Great teams know, at every moment, whether or not they're winning. They must know, otherwise, they don't know what they have to do to win the game. A compelling scoreboard tells the team where they are and where they should be, information essential to team problem solving and decision-making.

When team members themselves are keeping score, they truly understand the connection between their performance and reaching their goal, and this changes the level at which they play. When everyone on the team can see the score, the level of play rises, not only because they can see what’s working and what adjustments are needed, but also because they now want to win. 

Discipline 4: Create a Cadence of Accountability

The fourth discipline is to create a cadence of accountability, a frequently recurring cycle of accounting for past performance and planning to move the score forward. Discipline 4 is where execution happens. Disciplines 1, 2 and 3 set up the game; but until you apply Discipline 4, your team isn’t in the game. This is the discipline that brings the team members all together.

In Discipline 4, your team meets at least weekly in a WIG session. This meeting lasts no longer than 20 to 30 minutes, has a set agenda and goes quickly, establishing your weekly rhythm of accountability for driving progress toward the WIG. Here’s the three-part agenda for a WIG session and the kind of language you should be hearing in the session:

1. Account: Report on commitments. “I committed to make a personal call to three customers who gave us lower scores. I did, and here's what I learned ...”

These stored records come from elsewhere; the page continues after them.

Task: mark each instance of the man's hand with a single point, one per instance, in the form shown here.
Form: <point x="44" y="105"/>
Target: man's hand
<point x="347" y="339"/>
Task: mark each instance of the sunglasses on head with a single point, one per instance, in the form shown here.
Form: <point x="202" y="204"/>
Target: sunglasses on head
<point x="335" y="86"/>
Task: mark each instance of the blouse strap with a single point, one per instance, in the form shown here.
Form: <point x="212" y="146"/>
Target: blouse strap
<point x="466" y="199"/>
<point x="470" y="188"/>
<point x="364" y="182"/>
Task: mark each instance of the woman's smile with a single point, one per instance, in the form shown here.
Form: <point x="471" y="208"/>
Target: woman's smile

2. Review the scoreboard: Learn from successes and failures. “Our lag measure is green, but we've got a challenge with one of our lead measures that just fell to yellow. Here's what happened ...”

3. Plan: Clear the path and make new commitments. “I'll meet with Bob on our numbers and come back next week with at least three ideas for helping us improve.”

To prepare for the meeting, every team member thinks about the same question: “What are the one or two most important things I can do this week to impact the lead measures?”

Remember that the WIG session should move at a fast pace. The WIG session also gives the team the chance to process what they've learned. You should often ask each team member “What can I do this week to clear the path for you?”Each commitment must meet two standards: First, the commitment must represent a specific deliverable. Second, the commitment must influence the
lead measure.

If you simply tell your team what to do, they will learn little. What you ultimately want is for each member of your team to take personal ownership of the commitments they make.